For lack of a better term, I wanted to go back to that punk attitude. So I guess that's where the kind of violence came in. It felt to me, that being set in this world where our own humanity is being violently wrenched away from us [that] this movie [should] be visceral and raw.


Which scene for you was most difficult to shoot?

I think the first fight scene we shot was pretty difficult. We were in a really tight space at the location in this house and we had a large part of this fight scene take place in this tiny kitchen and there wasn’t much room for a camera crew in that kitchen. There was so much to concentrate on. We had breakaway props, actors actually doing the fighting, prosthetic makeup, choreography, [and] we were testing out this new camera technique for the first time. There [were] a lot of nerves that day about that.


How important was it for you to show these human relationships contrasted against their relationship to tech/machines.
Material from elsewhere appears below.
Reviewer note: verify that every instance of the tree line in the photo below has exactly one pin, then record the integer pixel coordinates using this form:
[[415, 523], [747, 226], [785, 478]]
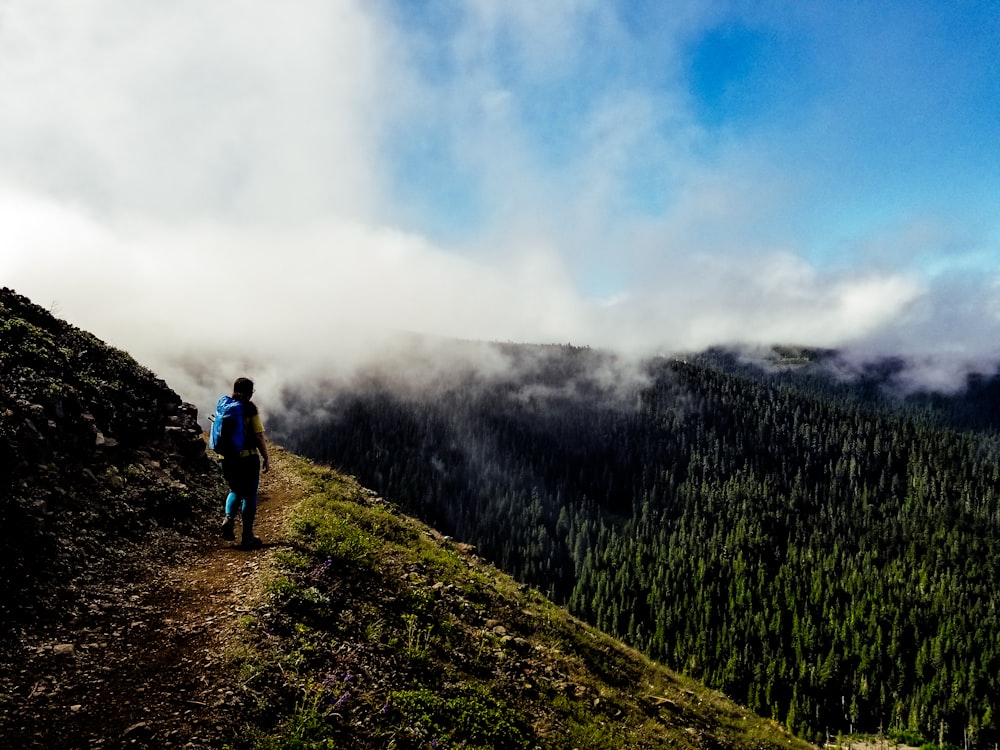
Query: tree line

Very important. That was really the theme of what I was going for. I wanted the contrast of that motherly love. In the movie h,e returns home and he's a quadriplegic. He's confined to a wheelchair and he's reliant on technology to feed him and medicate him and his house has been updated and automated to look after him. It was important for me to draw that contrast to say that these machines may look after him but there's something they can't provide that his mother can. There's still that human element. There's always going to be something that the computer cannot provide. It's care [and] love so it was important to show that.


I read a review recently, and it said, “No need to see Upgrade when you’ve already seen it a thousand times.” What’s your response to this?
I haven’t read that review, but I don’t know. When you make a film you put all your best effort into it. You work as hard as you can and then you release it into the world and it’s not yours anymore. It’s so beyond your control. I try not to think about it, I try to only fret about the things that are in my control, you know, what type of music I’m using, what type of camera we are using: all that stuff is within my control. I know that I definitely poured a lot of work into this film [and] I’m super passionate about it. So I guess when it comes to reviews, my attitude is that you can say you don’t like the film, but you can’t say I didn’t work my ass off on it.

Leigh Whannell's Upgrade is in theaters now.